In support of their claim to adverse possession, the Garretts offered evidence that they had paid taxes on the disputed property from the year they acquired it (1942) through the year 1961 and that their predecessors had paid taxes on the same property during several of the years between 1913 and 1941. On the other hand, the DeHaans offered evidence that they had paid taxes on the property or part thereof for the years 1955-1961 inclusive; and their predecessors in title had paid similar taxes during seventeen of the years in the period from 1913 to 1944. It is fair to say there was some confusion in the tax records regarding this tract and some duplication of taxes were paid. It is apparent the Garretts and their predecessors paid more taxes on the tract in question than did the DeHaans. However, considering the nature of this timbered ground of little value, along with the confusion that existed in the tax records, the mere payment of taxes is not here persuasive on the issue of adverse possession.

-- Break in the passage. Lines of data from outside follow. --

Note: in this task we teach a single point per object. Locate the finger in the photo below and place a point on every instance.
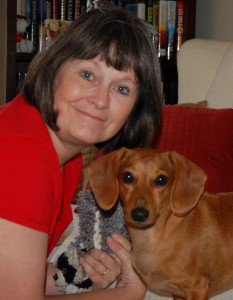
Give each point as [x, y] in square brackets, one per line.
[101, 268]
[123, 241]
[102, 280]
[108, 261]
[120, 246]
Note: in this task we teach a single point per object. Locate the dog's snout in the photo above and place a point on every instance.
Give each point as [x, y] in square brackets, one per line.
[139, 214]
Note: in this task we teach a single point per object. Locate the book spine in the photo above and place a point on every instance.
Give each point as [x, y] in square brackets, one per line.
[49, 9]
[70, 10]
[171, 28]
[34, 32]
[149, 11]
[156, 15]
[77, 9]
[162, 37]
[83, 6]
[28, 11]
[55, 9]
[141, 10]
[180, 24]
[137, 9]
[42, 17]
[63, 6]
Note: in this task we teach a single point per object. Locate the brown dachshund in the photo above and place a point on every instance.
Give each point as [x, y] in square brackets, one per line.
[182, 237]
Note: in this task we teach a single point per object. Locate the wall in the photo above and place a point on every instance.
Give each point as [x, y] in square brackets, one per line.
[214, 19]
[3, 8]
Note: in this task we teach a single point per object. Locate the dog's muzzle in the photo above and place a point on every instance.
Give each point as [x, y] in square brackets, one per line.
[139, 214]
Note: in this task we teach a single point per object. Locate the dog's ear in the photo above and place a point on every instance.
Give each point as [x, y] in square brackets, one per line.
[188, 186]
[102, 174]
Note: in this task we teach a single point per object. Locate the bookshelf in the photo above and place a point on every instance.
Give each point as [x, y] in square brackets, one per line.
[18, 62]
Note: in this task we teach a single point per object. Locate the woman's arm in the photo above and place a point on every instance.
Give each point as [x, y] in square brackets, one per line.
[23, 253]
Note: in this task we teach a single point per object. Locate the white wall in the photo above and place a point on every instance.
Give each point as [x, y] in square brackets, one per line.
[214, 19]
[3, 14]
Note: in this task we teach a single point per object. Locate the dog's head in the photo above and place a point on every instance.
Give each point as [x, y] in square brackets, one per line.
[147, 182]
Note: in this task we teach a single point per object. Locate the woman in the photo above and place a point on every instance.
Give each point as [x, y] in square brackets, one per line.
[96, 84]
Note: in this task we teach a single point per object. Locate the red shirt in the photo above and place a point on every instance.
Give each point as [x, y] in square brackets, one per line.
[33, 190]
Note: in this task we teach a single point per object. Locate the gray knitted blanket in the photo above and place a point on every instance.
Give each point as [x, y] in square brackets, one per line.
[95, 226]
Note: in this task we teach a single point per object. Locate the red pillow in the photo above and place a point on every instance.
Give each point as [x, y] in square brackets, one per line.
[203, 135]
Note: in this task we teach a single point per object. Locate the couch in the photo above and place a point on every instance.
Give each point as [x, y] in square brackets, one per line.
[203, 134]
[201, 125]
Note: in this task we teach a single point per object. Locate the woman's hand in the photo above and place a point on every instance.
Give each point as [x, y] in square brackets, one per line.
[102, 268]
[129, 279]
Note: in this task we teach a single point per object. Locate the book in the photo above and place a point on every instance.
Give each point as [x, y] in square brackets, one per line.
[42, 16]
[149, 11]
[62, 9]
[34, 24]
[180, 24]
[76, 9]
[162, 33]
[49, 9]
[156, 15]
[70, 9]
[171, 28]
[138, 9]
[53, 28]
[55, 10]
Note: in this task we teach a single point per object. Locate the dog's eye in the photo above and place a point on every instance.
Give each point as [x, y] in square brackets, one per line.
[161, 180]
[127, 177]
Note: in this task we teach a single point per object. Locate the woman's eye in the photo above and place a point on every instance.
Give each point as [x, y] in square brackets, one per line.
[161, 180]
[87, 75]
[127, 177]
[123, 90]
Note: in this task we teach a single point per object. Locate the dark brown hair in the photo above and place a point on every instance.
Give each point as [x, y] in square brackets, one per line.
[95, 33]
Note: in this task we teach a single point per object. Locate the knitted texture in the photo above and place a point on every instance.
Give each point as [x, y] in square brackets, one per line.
[95, 226]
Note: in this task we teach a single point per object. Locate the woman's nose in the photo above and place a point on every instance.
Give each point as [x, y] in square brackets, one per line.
[100, 97]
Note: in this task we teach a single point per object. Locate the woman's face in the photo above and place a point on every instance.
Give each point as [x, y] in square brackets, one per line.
[93, 101]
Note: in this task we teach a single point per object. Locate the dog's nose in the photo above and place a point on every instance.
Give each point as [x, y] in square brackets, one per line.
[139, 214]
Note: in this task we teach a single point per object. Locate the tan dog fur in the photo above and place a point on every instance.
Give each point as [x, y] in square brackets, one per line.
[184, 246]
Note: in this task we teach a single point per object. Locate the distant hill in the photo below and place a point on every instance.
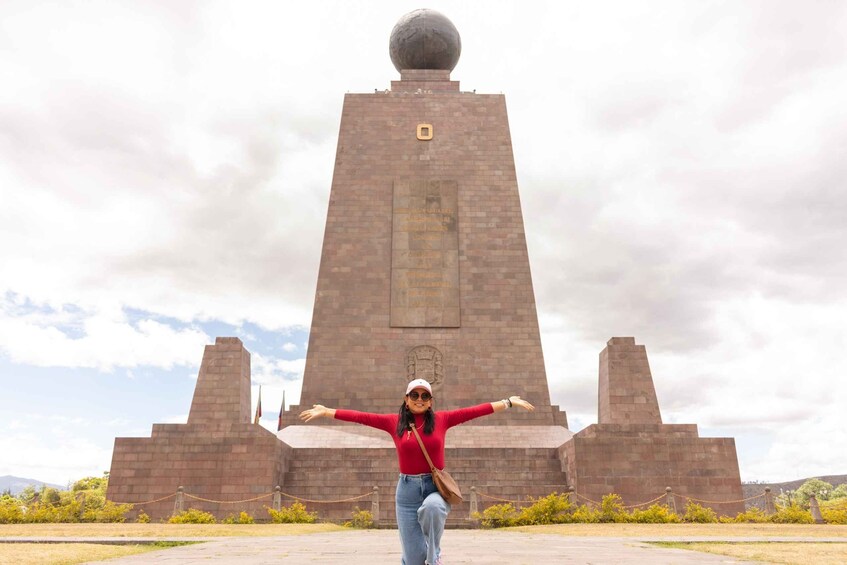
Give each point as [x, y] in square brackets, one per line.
[18, 484]
[752, 489]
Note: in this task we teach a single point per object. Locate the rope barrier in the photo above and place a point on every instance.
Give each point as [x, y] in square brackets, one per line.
[186, 495]
[587, 499]
[143, 503]
[658, 498]
[291, 496]
[719, 501]
[482, 494]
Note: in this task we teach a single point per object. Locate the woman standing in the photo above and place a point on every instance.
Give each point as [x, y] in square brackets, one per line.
[421, 511]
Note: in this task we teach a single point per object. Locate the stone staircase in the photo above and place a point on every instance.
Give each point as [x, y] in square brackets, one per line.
[503, 469]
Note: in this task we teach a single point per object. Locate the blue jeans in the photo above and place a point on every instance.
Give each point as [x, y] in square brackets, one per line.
[421, 514]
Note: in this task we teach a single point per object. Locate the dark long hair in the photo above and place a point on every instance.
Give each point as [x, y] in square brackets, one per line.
[406, 418]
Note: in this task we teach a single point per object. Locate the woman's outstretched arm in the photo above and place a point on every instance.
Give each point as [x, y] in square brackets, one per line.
[507, 403]
[317, 411]
[385, 422]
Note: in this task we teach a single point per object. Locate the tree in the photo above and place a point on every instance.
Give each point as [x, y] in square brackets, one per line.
[821, 489]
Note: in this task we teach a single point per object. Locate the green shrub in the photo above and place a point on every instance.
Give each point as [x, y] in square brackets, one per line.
[753, 516]
[792, 514]
[696, 514]
[362, 520]
[142, 517]
[585, 515]
[294, 514]
[655, 514]
[108, 513]
[839, 492]
[551, 509]
[242, 518]
[498, 516]
[192, 516]
[834, 516]
[612, 510]
[11, 511]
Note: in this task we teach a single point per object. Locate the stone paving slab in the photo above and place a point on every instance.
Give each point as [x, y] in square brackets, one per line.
[458, 546]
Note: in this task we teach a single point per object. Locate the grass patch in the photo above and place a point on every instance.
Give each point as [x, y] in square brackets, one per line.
[66, 553]
[688, 530]
[788, 553]
[162, 530]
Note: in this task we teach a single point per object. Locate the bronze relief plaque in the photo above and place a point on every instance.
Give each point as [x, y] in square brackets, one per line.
[425, 254]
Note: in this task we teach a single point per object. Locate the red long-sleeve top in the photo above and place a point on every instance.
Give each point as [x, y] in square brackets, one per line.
[409, 454]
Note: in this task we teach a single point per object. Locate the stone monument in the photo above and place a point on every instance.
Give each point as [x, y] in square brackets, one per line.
[424, 274]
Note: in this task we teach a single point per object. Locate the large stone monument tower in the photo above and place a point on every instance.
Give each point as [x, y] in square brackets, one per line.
[424, 274]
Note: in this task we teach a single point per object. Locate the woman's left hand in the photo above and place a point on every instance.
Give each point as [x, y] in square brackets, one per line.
[518, 401]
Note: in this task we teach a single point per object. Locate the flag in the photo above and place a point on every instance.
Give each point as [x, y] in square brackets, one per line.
[258, 407]
[281, 412]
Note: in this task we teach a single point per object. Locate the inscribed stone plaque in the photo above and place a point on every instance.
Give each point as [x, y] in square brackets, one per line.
[425, 254]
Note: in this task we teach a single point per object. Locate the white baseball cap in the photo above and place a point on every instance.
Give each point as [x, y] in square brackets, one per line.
[418, 383]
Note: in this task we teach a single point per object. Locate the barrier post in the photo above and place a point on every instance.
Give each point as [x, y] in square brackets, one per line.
[179, 501]
[671, 503]
[277, 498]
[816, 510]
[769, 507]
[375, 505]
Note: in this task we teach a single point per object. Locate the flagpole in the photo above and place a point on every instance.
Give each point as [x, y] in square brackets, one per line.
[281, 412]
[258, 407]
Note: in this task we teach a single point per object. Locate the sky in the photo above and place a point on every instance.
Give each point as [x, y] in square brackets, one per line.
[165, 170]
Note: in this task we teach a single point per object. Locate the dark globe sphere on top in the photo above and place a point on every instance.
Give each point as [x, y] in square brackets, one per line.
[425, 39]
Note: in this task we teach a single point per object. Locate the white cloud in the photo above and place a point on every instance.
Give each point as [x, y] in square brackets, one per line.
[107, 339]
[680, 168]
[54, 459]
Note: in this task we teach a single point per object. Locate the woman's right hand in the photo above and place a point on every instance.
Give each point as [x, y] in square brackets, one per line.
[316, 411]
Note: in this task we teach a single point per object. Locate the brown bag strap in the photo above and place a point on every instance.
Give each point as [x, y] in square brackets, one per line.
[423, 448]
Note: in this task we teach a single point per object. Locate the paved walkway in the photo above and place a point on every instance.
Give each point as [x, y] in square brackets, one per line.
[459, 547]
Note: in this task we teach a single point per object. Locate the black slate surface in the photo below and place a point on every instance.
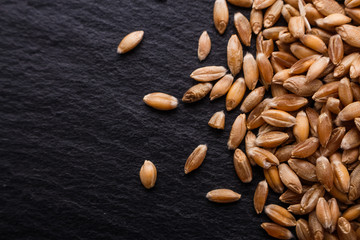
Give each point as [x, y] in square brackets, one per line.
[74, 130]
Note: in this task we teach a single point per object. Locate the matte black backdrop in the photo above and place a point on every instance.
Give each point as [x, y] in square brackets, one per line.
[74, 130]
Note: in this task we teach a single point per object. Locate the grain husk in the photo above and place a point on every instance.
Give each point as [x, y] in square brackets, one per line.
[130, 41]
[278, 118]
[344, 230]
[221, 15]
[273, 179]
[326, 91]
[310, 198]
[324, 128]
[336, 49]
[273, 13]
[255, 119]
[323, 213]
[260, 196]
[334, 142]
[256, 20]
[301, 128]
[327, 7]
[352, 213]
[237, 132]
[262, 157]
[354, 189]
[345, 92]
[221, 87]
[300, 51]
[273, 32]
[148, 174]
[352, 3]
[303, 64]
[197, 92]
[241, 3]
[315, 226]
[277, 90]
[285, 59]
[251, 71]
[324, 173]
[209, 73]
[242, 166]
[277, 231]
[289, 178]
[252, 99]
[350, 156]
[350, 34]
[262, 4]
[314, 42]
[344, 66]
[284, 153]
[317, 68]
[312, 14]
[223, 196]
[235, 94]
[204, 46]
[350, 112]
[243, 28]
[217, 120]
[303, 230]
[334, 212]
[303, 169]
[296, 26]
[333, 105]
[355, 68]
[161, 101]
[265, 69]
[280, 215]
[271, 139]
[234, 55]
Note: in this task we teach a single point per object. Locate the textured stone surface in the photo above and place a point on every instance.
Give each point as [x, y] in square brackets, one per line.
[74, 130]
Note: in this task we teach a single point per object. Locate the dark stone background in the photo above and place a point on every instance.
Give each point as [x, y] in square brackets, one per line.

It is apparent some timber was removed from that part of the tract south *694and west of Roberts Creek by the Gar-retts for firewood and some had been removed from the same area by one James Coe under an oral contract with the Garrett during the approximate period from 1952 to 1955. Coe also removed timber from the east side of Roberts Creek in tract 358 for the DeHaans. It also appears that most of the time Roberts Creek was difficult to cross and thus the larger part of tract 358 south and west of the creek was accessible only to the Garretts whose other land adjoined it.

After considering all of the evidence concerning adverse possession of tract 358 by the Garretts, the court finds they have failed to establish the requisite hostile, actual, open, exclusive and continuous possession required by the law. It is especially clear that Garretts have failed to establish that their claim was known to the DeHaans or sufficiently open, notorious and hostile that it should have been known to them.

Finally, the Garretts’ claim title to tract by virtue of Iowa Code Sections 614.17 and 614.22,1.C.A. In this connection they rely on an affidavit of title, ownership and possession executed by Loyat Bland Garrett and filed for record September 4,1964. (Garrett Exhibit 2.) The affidavit so filed is of no force herein. It was not filed by an owner in possession as required by Section 614.17. Tesdell v. Hanes, 248 Iowa 742, 747, 82 N.W.2d 119. The plaintiff acquired title and ownership when it filed its Declaration of Taking herein on December 11, 1962. Thus the affidavit was not filed by an owner as required by the statute. Possession had also been granted to plaintiff on March 1, 1963 by order of court entered December 12, 1962. Thus the affidavit is of no avail to the Garretts. Failure of the Garretts to establish requisite adverse possession has already been discussed.

The Garretts have failed to establish their claim to ownership. The DeHaans have established their title and ownership of tract No. 358.

The foregoing shall constitute the Court’s findings of fact and conclusions of law pursuant to Rule 52 Federal Rules of Civil Procedure. Judgment will be entered accordingly.

JUDGMENT

Findings of Fact and Conclusions of Law having been filed herein this date, judgment is entered as follows:

It is ordered and adjudged that title to tract No. 358 is quieted in and decreed to be in Delwin L. DeHaan and Veda De-Haan, his wife; Helene Vanden Oever, single; Henrietta Vanden Oever, single; Edward Henry Vanden Oever and Esther Vanden Oever, his wife.

It is further ordered and adjudged that Loyat Bland Garrett and Julian Garrett, her husband, have no right, title or interest in tract No. 358.